As a leader, when someone on your team fails and they already know they’ve made a mistake, why throw sand in their face?  They get it.  Instead, work with them to get out of the hole and create a win / win for all involved.

What is the most challenging part of your job? 

Accountability.  Making sure our department heads and team leaders and our associates are accountable for the things they do.  Our industry moves incredibly fast and sometimes we have taken the approach that finished is better than perfect.  Solid plans, timelines and clear expectations make for a more cohesive and highly productive team. 

Our Managers work incredibly hard and a thank you goes a long way.  If you don’t slow it down and have those regular communication sessions with your teams you could burn out or miss valuable information that will help you become even stronger leaders.  Without involving your teams and making sure that we communicate, you start seeing evidence of lost productivity, things not being done, breakage, higher absenteeism, and more turnover.  All of those things are very symptomatic of larger problems in your workplace.  You have to ask yourself as a leader, “What am I missing here?  What am I not encouraging?  How am I not providing the support to the most amazing people that are running and doing incredible things for us?”

It’s easy to create a beautiful recognition program but the reality is people just want to be thanked.  They just want to be shown some appreciation once in a while. Recognize them when they’ve done a great job, and don’t wait until the end of the year during a performance evaluation to give constructive feedback.  Feedback should be consistent and in the moment.

Did you have any mentors?

Irma Andaya, a woman who came from the Philippines and started as a room attendant and made her way to the HR Director of L’Hotel in Ontario, Canada, believed in me.  For instance, when she interviewed me for the Front Desk Supervisor position, she asked, “Why are you selling yourself short?  Why don’t you apply for the concierge role?  You’ve got something in you that I think will be awesome for this property.”  I did not have concierge experience and I barely knew where I was in the city, but I took the concierge job.  I knew in that moment her belief in me was just the beginning of our journey together.

Does Marriott have a mentor program?

We created a program called “Reaching our Potential,” in which we assign mentors and mentees.  I pair people with very opposite styles so they are able to share a very different perspective and when the questions come up, they can share their experiences.  Mentoring is not always about having the right answers.  But it’s about having really good thought-provoking questions.

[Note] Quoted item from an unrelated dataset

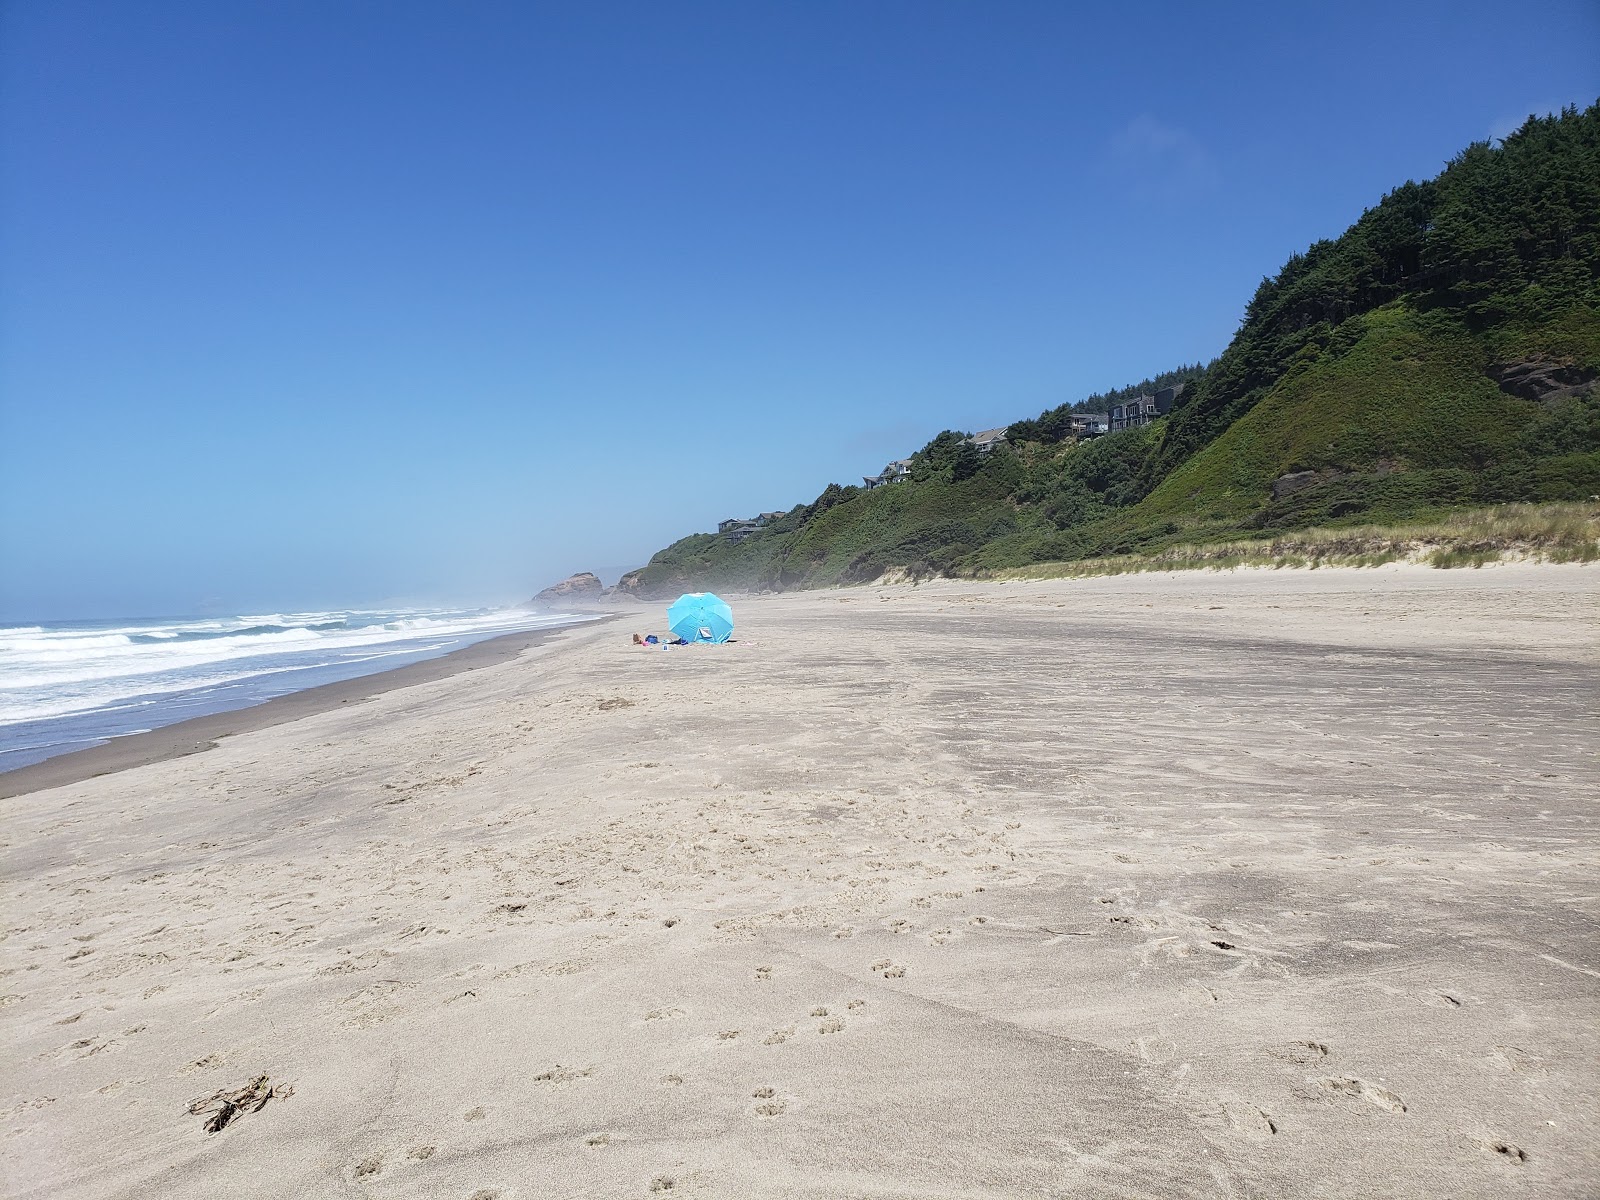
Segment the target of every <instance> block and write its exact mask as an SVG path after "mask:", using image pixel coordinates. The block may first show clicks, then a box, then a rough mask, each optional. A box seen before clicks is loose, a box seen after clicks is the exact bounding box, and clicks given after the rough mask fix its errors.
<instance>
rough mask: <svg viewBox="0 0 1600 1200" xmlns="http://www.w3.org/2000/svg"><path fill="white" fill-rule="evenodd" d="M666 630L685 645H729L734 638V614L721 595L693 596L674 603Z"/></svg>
mask: <svg viewBox="0 0 1600 1200" xmlns="http://www.w3.org/2000/svg"><path fill="white" fill-rule="evenodd" d="M667 629H670V630H672V635H674V637H682V638H683V640H685V642H726V640H728V638H730V637H733V610H731V608H728V602H726V600H723V598H722V597H720V595H714V594H712V592H690V594H688V595H680V597H678V598H677V600H674V602H672V608H669V610H667Z"/></svg>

Do you have a favorite quote? 

My favorite quote is, “People will forget what you said, people will forget what you did, but people will never forget how you made them feel.” 

You could hammer a nail in a stump and pull it right out, but it will leave a scar.  You have to be really careful about what you say.  People will always remember how you made them feel.  That could wreck or build relationships. 

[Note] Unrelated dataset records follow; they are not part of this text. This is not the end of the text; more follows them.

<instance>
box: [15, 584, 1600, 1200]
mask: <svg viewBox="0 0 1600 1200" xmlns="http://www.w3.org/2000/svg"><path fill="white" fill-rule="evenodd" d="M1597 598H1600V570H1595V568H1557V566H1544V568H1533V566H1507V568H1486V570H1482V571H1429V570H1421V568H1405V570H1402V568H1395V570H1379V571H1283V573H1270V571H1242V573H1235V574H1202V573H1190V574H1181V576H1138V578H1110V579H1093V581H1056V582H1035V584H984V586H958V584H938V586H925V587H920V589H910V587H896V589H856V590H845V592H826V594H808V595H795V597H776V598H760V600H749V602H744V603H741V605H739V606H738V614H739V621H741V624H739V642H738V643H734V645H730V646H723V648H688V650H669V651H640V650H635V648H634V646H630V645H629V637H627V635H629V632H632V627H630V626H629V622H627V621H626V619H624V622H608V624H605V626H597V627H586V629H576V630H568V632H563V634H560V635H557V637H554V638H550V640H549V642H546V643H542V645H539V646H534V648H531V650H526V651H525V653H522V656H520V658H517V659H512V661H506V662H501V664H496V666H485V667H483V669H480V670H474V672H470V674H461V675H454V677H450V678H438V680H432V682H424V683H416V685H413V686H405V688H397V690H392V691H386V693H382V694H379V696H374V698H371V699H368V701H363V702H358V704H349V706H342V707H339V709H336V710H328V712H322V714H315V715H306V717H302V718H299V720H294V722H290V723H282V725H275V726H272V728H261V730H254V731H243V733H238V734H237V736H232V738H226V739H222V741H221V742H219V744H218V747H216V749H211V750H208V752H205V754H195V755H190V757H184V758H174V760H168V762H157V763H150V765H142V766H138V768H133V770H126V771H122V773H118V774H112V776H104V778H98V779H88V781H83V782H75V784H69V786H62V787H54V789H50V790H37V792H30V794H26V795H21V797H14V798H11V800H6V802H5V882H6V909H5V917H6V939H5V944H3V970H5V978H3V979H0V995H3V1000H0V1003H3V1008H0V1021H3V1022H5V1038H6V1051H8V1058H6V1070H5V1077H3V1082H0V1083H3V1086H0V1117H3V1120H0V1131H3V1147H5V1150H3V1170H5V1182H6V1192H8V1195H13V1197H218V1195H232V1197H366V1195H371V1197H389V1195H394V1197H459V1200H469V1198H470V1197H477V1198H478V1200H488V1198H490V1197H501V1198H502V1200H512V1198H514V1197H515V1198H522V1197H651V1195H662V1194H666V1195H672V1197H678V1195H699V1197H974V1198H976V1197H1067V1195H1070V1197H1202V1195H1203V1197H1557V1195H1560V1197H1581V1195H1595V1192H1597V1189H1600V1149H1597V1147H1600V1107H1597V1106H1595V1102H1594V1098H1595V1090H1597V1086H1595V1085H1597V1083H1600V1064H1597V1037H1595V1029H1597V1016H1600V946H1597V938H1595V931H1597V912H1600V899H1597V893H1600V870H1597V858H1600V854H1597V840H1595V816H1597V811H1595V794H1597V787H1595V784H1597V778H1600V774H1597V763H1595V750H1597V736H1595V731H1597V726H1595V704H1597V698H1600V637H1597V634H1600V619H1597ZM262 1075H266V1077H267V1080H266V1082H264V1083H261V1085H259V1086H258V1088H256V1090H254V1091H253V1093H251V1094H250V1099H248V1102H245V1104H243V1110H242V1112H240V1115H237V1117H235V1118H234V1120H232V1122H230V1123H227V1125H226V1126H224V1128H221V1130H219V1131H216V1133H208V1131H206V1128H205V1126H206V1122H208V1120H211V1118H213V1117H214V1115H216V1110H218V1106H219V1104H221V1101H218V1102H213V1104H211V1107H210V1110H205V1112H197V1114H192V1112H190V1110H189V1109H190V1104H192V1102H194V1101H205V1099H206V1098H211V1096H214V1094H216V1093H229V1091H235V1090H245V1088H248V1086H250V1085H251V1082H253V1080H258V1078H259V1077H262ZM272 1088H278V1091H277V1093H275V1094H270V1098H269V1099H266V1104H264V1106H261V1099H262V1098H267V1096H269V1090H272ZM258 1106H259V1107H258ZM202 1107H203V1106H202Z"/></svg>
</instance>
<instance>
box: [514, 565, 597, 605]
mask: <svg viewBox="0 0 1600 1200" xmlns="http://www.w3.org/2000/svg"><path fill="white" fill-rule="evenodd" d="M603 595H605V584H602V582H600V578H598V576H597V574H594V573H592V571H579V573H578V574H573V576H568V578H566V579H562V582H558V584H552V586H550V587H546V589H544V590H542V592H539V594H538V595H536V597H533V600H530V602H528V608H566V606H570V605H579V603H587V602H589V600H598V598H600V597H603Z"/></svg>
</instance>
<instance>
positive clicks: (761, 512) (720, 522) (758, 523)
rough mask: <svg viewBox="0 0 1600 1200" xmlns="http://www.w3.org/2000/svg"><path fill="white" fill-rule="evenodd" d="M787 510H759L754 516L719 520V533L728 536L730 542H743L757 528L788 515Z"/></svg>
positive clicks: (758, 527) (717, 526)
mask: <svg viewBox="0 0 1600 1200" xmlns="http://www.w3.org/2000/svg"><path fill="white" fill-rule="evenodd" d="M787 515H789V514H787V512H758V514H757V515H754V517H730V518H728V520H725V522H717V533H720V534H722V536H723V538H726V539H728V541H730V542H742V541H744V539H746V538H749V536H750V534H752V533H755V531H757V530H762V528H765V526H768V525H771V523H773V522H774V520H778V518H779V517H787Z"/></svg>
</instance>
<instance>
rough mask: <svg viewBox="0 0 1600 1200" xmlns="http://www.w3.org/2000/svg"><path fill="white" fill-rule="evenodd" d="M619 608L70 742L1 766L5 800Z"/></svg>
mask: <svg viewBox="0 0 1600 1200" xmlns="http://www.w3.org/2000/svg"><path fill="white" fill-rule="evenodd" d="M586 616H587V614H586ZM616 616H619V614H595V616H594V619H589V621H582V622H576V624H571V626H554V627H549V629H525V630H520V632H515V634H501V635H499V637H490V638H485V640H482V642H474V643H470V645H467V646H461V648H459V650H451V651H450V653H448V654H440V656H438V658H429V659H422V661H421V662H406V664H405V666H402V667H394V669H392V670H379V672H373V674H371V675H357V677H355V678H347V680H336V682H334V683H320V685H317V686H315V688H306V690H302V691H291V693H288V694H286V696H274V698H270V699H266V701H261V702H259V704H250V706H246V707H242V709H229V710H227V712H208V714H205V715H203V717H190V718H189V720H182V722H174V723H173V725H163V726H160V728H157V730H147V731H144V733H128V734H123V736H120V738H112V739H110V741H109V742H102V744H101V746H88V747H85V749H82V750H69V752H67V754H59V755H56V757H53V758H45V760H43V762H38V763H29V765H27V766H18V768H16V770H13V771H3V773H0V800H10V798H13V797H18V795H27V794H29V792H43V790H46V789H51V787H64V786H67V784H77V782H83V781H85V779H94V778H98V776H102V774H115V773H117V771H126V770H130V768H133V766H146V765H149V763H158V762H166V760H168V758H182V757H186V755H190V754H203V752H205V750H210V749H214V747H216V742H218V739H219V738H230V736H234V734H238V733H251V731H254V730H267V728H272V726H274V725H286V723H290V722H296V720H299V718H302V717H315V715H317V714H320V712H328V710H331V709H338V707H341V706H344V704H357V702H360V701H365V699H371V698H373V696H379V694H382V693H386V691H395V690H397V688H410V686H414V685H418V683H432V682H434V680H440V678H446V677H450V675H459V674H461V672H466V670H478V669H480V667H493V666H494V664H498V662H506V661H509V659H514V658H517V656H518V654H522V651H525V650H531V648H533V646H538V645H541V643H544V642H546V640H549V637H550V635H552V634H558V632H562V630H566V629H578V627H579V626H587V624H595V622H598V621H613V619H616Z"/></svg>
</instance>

When I was the Corporate Director of Learning and Development for nine years, I did not want the audience thinking I was a great trainer at the conclusion of the training session.  Instead, I wanted them to think that they were so much better because of the training.  That, to me, is the best feeling.

Do you have any final thoughts you want to share with our readers? 

I think you need to draw everything you can out of life and enjoy it to its fullest.  Time goes by so quickly now and it would be a shame to waste it.  The older you get, the faster it goes.  It feels like Aloha Friday arrives every three days. The weeks turn into months and then it is New Year’s Eve all over again.  We say to ourselves, where did that year go?  I think that if you are watching time go by, you aren’t participating in everything that life has to offer.  So instead of watching….jump in and enjoy.  I certainly have.